Whether public or private, having the fiber optic cable wired to everyone’s house and business is vital, but not the only part of the picture. Education about how the internet can be used to do work and provide for a family is the next, equally important step. Many of the young adults I know in our area are finding ways to start business or hold jobs based in far-away cities because of high speed internet. If those connections were universal and could be advertised as such, we might be able to attract new young families and some of the people who left. All of this is possible, and – for the impact – far less expensive than a billion dollar, publicly financed “jobs, jobs, jobs” project.

Well, I just took a break to eat dinner, go swimming with the kids and build a perpetual motion machine. I see that my upload is complete. I sure hope the next one goes faster. That sure would be a lot more productive and profitable for me, and others. The future of the Iron Range is only partly tied to its past. Today’s mining opportunities are great, but only a concerted effort to create a blended, globally connected economy will create the true prosperity and growth the Iron Range so desperately needs.

Aaron J. Brown is an Iron Range writer, blogger and an instructor at Hibbing Community College. Read more at or in his book “Overburden: Modern Life on the Iron Range.”


  1. Agree. I’m still on dial up because: I’m too stubborn to pay about $250 to set up and then 4X as much per month when I’m only 1.5 miles from the Qwest local hub, yet they won’t come down my road. Yet my summer-only friends who have water access only at the lake get DSL. I hear that there is a Qwest executive who has a lake place. My other choice is Access Minnesota, which is supposed to be good. I know the local technician. BUT Access Mn doesn’t answer their emails which I’ve sent three times asking them to contact me so I can subscribe to their service. I even told the tech guy, but still no response. So, should I really chase them so I can pay them $250 + $60/month? I figure if that is the kind of service I get when I want to buy their service, what will happen when I have a problem and need help.
    So I have dial up, with an accelerator, which makes it tolerable. Really.

  2. Wah, wah, wah….cry me a river..

  3. It’s like electricity in the 30’s and 40’s. Us folks in the sticks need cooperatives to get it. Only the spirit of the cooperative seems to be almost a ghost. Excuse me while I go beat back the goats from the house…..

  4. Unfortunately, you might be more likely to complete the perpetual motion machine than get high-speed Internet so long as state policy is non-existent (except an easy-to-pass “goal” without any thoughts on how to achieve it) and federal policy is predicated on big companies like Qwest making the rules. A coop would be a good idea – as would an approach like Wired West in rural MA. No matter what, communities must find ways of getting a network that puts their needs ahead of short-term corporate profits.

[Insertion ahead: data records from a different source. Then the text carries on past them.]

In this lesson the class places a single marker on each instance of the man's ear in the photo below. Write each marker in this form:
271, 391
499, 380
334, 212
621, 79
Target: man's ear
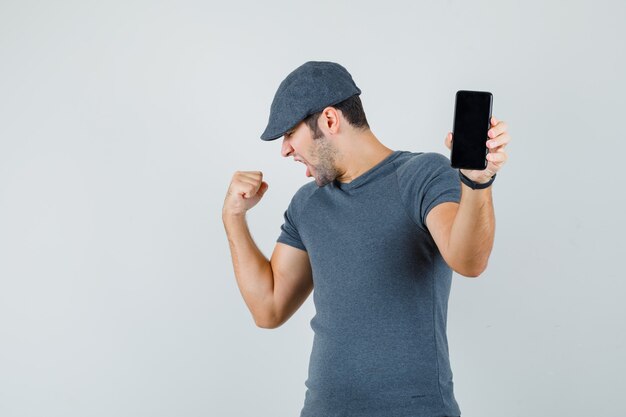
330, 120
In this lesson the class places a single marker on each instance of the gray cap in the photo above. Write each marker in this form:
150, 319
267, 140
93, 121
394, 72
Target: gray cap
308, 89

  5. Well stated Steve….Co-ops in the past were successfully led by local citizens, business leaders or politicians.

    With businesses no longer being respected on the being the bad guys, they have little interest in stepping up like in the past. It’s up to the local citizens and Anzelc. Where are they?

  6. Anon, we’ve been over this several times on other threads. Clearly you have an ax to grind with me and/or Anzelc (because you know I run his campaigns). Send me an e-mail or identify yourself and your specific concerns. How are Range businesses being “disrespected?” Why wouldn’t it be in their best financial interests to invest in a money making technology for the future? I don’t think businesspeople are so sensitive that they need ass kissing from a state lawmaker to function. I know they like ass kissing, but it’s not the same as oxygen.